Intrathecal morphine for Restless Legs Syndrome

Intrathecal morphine for Restless Legs Syndrome

For those who suffer from a medically refractory Restless Legs Syndrome (RLS), intrathecal morphine treatment has been shown to be effective. The aim of a retrospective study of Steensland et al. was to investigate efficacy, complications and side effects in patients treated over several years with an implantable pump. A comparison was done to a group of patients treated with a similar pump system due to spasticity.

The charts of ten patients with severe or very severe RLS have been reviewed. These patients have received an intrathecal drug delivery system during 2000 -2016. To compare the rate of complications, a control group of 20 patients treated with intrathecal baclofen due to spasticity was included in the study. Their time of treatment corresponded to the RLS patients’.

The severity of symptoms related to RLS decreased significantly after treatment. Doses required ranged from 68 to 140 µg/day. Two cases of side effects were detected; one case with nausea and dizziness and one case with headache and fatigue. The rate of mechanical-, infectious- and other complications were similar between the two groups.

In light of the decrease in symptom severity and the low rate of side effects, intrathecal morphine can be considered an adequate treatment for those suffering from medically refractory RLS. The occurrence of complications did not differ between subjects with RLS and spasticity 1).

Case reports

Three patients with medically refractory RLS received an implanted pump for delivery of intrathecal morphine. Severity of RLS and self-assessed health were rated using the International Restless Legs Syndrome Study Group (IRLSSG) rating scale and the Short Form health survey (SF-36). Assessments were made preoperatively and after 6 months of follow-up.
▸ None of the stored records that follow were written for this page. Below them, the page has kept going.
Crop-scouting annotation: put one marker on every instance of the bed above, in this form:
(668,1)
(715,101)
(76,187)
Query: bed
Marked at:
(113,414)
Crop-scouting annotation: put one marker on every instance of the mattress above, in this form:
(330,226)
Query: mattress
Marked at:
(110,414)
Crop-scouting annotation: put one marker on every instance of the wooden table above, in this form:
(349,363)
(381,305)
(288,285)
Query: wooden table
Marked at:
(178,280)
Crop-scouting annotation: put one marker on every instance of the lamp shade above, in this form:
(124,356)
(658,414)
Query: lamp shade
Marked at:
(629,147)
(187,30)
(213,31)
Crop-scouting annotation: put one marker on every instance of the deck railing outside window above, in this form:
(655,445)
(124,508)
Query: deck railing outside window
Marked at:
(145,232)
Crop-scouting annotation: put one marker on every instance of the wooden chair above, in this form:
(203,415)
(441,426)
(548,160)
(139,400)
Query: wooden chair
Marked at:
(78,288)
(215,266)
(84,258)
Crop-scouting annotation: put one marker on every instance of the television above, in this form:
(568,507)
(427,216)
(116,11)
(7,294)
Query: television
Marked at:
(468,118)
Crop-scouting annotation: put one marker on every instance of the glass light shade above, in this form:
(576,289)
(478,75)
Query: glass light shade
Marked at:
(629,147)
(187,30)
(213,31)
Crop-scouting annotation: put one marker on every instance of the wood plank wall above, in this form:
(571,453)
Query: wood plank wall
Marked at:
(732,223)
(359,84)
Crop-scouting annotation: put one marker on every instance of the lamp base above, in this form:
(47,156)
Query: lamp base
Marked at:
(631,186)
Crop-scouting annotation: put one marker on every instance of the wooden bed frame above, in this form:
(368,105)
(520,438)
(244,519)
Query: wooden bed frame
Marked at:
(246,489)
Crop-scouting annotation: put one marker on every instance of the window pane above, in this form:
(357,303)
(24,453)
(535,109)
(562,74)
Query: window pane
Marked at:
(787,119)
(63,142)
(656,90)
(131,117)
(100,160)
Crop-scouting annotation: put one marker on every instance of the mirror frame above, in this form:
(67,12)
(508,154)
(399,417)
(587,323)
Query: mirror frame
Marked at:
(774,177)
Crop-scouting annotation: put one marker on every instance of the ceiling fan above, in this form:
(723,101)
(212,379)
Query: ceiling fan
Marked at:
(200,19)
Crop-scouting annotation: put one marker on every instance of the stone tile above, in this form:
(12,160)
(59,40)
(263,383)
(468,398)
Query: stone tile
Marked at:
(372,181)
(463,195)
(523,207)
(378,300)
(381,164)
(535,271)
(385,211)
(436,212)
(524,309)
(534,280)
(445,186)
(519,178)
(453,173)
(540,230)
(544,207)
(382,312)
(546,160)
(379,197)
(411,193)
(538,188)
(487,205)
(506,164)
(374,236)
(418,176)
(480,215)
Preoperatively two patients had very severe RLS, scoring 35 and 36 on the IRLSSG rating scale, and one patient had severe RLS (score, 26). All three patients were free of symptoms of RLS post-operatively and also at the 6-month follow-up. The daily doses of intrathecal morphine ranged from 73 to 199 µg. Results from the SF-36 health survey showed that all three patients had a better physical health compared to before surgery.

Intrathecal morphine may be efficient in the treatment for medically refractory RLS. All three patients became completely free of symptoms, and there was also improvement in self-perceived overall health 2)


In 2012 case reports of 4 patients documented excellent results with short-term use of intrathecal opioids also in RLS 3).


In 2008 Ross et al. reported the successful use of low-dose intrathecal morphine in a severe case of restless legs syndrome refractory to medication.

The surgery was complicated by extreme restlessness in the recovery room resulting in withdrawal or breakage of the catheter on multiple occasions. Relief of symptoms was lost with each catheter malfunction. They describes the possible origin of this complication and a solution to the problem resulting in the successful control of symptoms for 7 months since the last surgery. 4).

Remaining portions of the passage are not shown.